Aucun enseignement n'est recevable s'il n'éradique pas la compétition, s'il ne privilégie pas l'émulation, qui, seule, ouvre à la jouissance d'atteindre au dépassement de soi.
Sans la violence, qu'il suscite et réprime, le Pouvoir cesse d'exister. Par ailleurs, c'est là une situation sujette à se retourner contre lui. Il n'est pas de prédateur qui, tôt ou tard, ne devienne proie.
Partout où règne la tyrannie de l'avoir resurgit la danse macabre du mal-être.
L'empire du profit empoisonne l'air, l'eau, la terre. II tue les espèces, dessèche le cœur et les consciences.
Ouvre-toi à l’humain ! La générosité n’est rien d’autre que le désir de vivre.
J’appelle jouir pleinement de sa paresse le plaisir de se dire en s’assoupissant : que s’accomplisse maintenant, sans que j’aie à lever le petit doigt, la destinée que je ne cesse de vouloir à longueur de journée.

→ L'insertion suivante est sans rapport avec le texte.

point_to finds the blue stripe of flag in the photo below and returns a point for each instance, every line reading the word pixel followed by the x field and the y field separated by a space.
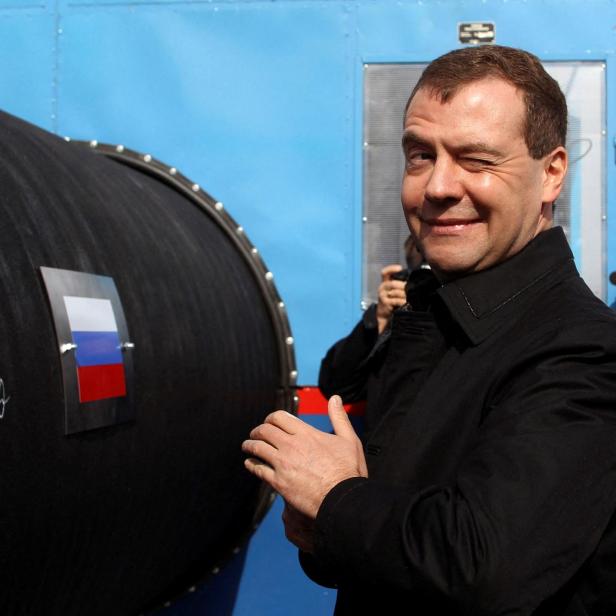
pixel 97 348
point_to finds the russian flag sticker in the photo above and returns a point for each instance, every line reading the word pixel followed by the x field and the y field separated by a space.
pixel 100 366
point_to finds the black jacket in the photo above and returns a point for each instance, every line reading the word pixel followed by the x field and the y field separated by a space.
pixel 492 471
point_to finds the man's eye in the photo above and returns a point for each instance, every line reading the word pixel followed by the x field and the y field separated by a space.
pixel 473 161
pixel 414 159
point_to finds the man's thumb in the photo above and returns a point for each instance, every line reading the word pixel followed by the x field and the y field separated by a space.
pixel 340 421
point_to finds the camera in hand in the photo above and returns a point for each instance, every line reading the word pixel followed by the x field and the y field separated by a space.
pixel 402 275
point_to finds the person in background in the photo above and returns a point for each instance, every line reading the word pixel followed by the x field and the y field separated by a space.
pixel 352 365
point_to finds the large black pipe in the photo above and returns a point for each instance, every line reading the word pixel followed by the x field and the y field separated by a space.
pixel 106 521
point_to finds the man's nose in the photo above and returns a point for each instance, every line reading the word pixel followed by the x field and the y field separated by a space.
pixel 444 183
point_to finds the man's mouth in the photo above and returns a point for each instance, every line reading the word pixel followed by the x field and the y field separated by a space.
pixel 446 226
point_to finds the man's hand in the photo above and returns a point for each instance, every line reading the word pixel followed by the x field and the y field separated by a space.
pixel 302 463
pixel 391 296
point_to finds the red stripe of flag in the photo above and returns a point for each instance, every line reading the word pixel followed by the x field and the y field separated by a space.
pixel 99 382
pixel 312 402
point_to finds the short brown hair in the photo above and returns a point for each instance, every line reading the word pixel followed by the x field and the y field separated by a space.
pixel 545 125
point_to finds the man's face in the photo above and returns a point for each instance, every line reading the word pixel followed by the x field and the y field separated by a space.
pixel 471 193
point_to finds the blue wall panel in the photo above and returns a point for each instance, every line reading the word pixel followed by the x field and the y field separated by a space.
pixel 27 52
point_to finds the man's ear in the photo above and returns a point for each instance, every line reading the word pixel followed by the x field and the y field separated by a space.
pixel 554 172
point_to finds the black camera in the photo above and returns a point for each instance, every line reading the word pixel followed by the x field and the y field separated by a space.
pixel 402 275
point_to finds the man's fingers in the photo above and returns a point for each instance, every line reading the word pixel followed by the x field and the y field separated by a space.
pixel 340 421
pixel 260 469
pixel 261 450
pixel 269 433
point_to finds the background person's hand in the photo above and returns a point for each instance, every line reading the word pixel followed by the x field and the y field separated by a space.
pixel 391 296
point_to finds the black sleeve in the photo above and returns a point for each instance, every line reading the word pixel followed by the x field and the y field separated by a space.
pixel 344 370
pixel 529 504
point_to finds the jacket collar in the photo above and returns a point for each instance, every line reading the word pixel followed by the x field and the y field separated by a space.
pixel 481 301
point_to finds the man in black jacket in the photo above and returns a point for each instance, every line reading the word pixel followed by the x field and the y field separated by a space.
pixel 489 484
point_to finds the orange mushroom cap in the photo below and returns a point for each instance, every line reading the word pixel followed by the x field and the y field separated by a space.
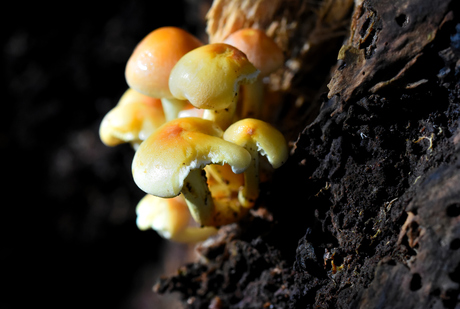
pixel 260 49
pixel 210 76
pixel 150 64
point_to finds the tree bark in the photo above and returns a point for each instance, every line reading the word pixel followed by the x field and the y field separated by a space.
pixel 366 213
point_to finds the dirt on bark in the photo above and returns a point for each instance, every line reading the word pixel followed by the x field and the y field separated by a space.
pixel 365 214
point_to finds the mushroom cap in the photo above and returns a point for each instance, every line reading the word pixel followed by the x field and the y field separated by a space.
pixel 250 133
pixel 166 216
pixel 150 64
pixel 210 76
pixel 260 49
pixel 164 160
pixel 133 119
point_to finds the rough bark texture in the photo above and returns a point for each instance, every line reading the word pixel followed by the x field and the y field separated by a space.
pixel 365 214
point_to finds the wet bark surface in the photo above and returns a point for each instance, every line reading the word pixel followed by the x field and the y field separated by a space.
pixel 365 214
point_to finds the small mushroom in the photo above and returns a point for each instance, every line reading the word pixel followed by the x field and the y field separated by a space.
pixel 266 56
pixel 210 77
pixel 171 219
pixel 171 161
pixel 256 136
pixel 132 120
pixel 150 64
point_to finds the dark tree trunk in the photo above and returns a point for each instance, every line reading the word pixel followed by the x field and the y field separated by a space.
pixel 366 213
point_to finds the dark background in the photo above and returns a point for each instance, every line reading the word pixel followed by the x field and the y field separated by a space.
pixel 69 235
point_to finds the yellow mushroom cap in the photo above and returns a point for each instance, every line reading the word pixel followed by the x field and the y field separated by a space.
pixel 133 119
pixel 260 49
pixel 150 64
pixel 210 76
pixel 254 133
pixel 164 160
pixel 166 216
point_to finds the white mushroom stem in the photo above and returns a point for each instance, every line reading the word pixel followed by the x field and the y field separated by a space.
pixel 224 117
pixel 250 191
pixel 252 96
pixel 172 107
pixel 198 197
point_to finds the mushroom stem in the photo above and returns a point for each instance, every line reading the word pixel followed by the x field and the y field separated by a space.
pixel 198 197
pixel 223 117
pixel 172 107
pixel 249 193
pixel 252 96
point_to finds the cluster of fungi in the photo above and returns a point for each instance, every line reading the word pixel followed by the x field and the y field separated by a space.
pixel 192 113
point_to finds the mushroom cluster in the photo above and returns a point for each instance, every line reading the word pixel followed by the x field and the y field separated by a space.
pixel 192 114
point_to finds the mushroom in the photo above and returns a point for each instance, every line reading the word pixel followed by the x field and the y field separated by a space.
pixel 266 56
pixel 171 161
pixel 171 219
pixel 150 64
pixel 210 77
pixel 256 136
pixel 132 120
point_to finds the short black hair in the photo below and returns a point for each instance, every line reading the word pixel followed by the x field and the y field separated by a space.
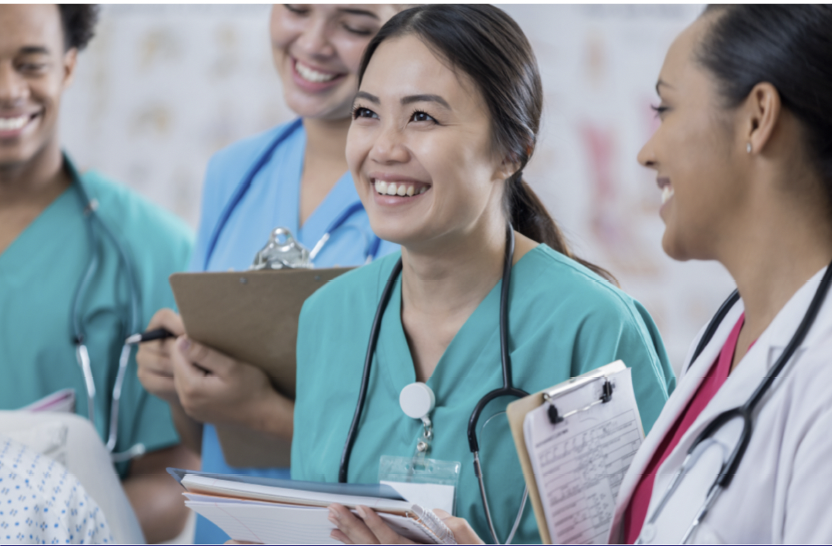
pixel 78 22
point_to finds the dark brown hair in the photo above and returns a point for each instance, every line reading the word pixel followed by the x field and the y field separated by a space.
pixel 788 46
pixel 78 22
pixel 483 42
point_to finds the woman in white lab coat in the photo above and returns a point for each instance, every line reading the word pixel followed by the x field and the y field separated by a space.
pixel 743 158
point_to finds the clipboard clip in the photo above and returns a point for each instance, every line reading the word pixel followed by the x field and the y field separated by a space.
pixel 556 417
pixel 282 251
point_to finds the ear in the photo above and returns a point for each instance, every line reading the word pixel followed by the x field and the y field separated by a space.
pixel 505 169
pixel 763 108
pixel 70 60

La peur de vivre prête à la mort les ailes arrachées au vivant. Quel enthousiasme dans le lynchage, quel orgasme dans la haine assouvie, à défaut de l’amour, avec l’assentiment du bon droit !
La résignation au malheur nourrit de grandes espérances apocalyptiques.
L’arrogance de l’esprit est l’imbécillité constitutive de l’homme.
Les intellectuels s’investissent tout entiers dans la tête qui ronge leur corps. Esthètes jusqu’au cadavre.
Il s’agit à tout instant de rester au plus près de soi. Comment pourrais-je m’affirmer humainement si je ne suis pas à l’écoute de mon animalité comme d’un être proche, auquel mon affection est acquise ?
Confinés dans une chambre où l’air se raréfie, les intellectuels discutent à perte de vie des causes de l’asphyxie. Pousser la porte pour aller respirer est ce qu’ils appellent une utopie.
Au plus élevé de ses spéculations, l’intellectuel n’est jamais que le comparse du hâbleur de bistrot. Il a besoin de lui et de sa bassesse pour gagner en hauteur.
La pensée séparée n'a jamais produit que l'intelligence de la vie qui se nie.
Des triomphes conjugués de la physique, de la chimie, de la médecine, des mathématiques, de l'astronautique, de la biologie, de l'architecture, de la psychologie, de la sociologie, il est sorti moins de bonheur que d'oppression et d'argent. Les sciences ont propagé le bien-être aux quatre coins du monde dans la limite de l'offre et de la demande, ramenant l'activité humaine à une activité de marché.
Ils nous la baillent belle d'incriminer le progrès et le revers de sa médaille, ceux qui s'enorgueillissent d'exploiter et de violer la nature jusqu'à l'atome, ceux qui tirent d'un noyau de vie une énergie de mort fort utile pour éclairer les chaumières et guérir
le cancer qu'essaime la pollution nucléaire. Quelle faveur espérer d'un progrès que détermine un processus marchand fondé sur le pillage du vivant?
Comment se satisfaire d'une paix qui n'éloigne la guerre qu'à la condition de mieux satisfaire aux intérêts mercantiles?
Comment se contenter d'un savoir pacifique que le reniflement du profit fait pirouetter en direction contraire? Surtout, comment tolérer que la créativité invente au fil du plaisir et soit tranchée au couperet du rentable? Des ampoules électriques inusables aux énergies gratuites, tant de brevets rachetés à l'inventeur pour être détruits ne sont que la partie visible d'une terreur entretenue sur un savoir non pas secret mais inhérent à la réalité secrète des désirs. Faut-il que la création qui cherche ses poètes ne découvre que les calculettes du prix coûtant?